Черт его знает, зачем я это сделал! Кажется, где-то, когда-то, может быть в Чегеме, я видел нечто подобное. Да, конечно, но такое проделывали с живыми курами, чтобы проверить их жирность. И если она была недостаточной, кур отпускали нагуливать жир. Коршунов отпускать нагуливать жир вроде бы было поздновато. Впрочем, и дули, если память мне не изменяет, в гузку.
Эта моя последняя операция просто потрясла Руслана. Такой изощренной проверки полноценности своей добычи он не ожидал. Он тревожно застыл. Но когда я выпрямился и прямо посмотрел ему в глаза, он понял, что и здесь все в порядке.

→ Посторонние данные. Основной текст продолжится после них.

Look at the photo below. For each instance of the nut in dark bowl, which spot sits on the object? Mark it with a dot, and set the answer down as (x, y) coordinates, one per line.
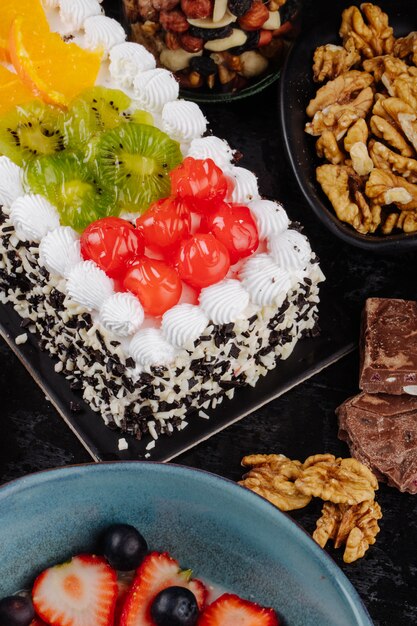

Я решил, что обряд закончен, если я не собираюсь спланировать с этого холма на крыльях коршуна. Но не тут-то было. Руслан с трогательной готовностью оттопырил другую руку, что можно было понять так: не обижай второго коршуна, доведи обряд до конца.
Мне ничего не оставалось, как залезть под его руку и заняться вторым коршуном. Этот коршун был поменьше первого, но я и ему расправил крылья, как бы в суетливой надежде хотя бы здесь наконец сравняться с Русланом своими охотничьими подвигами. Но и тут сравняться было невозможно.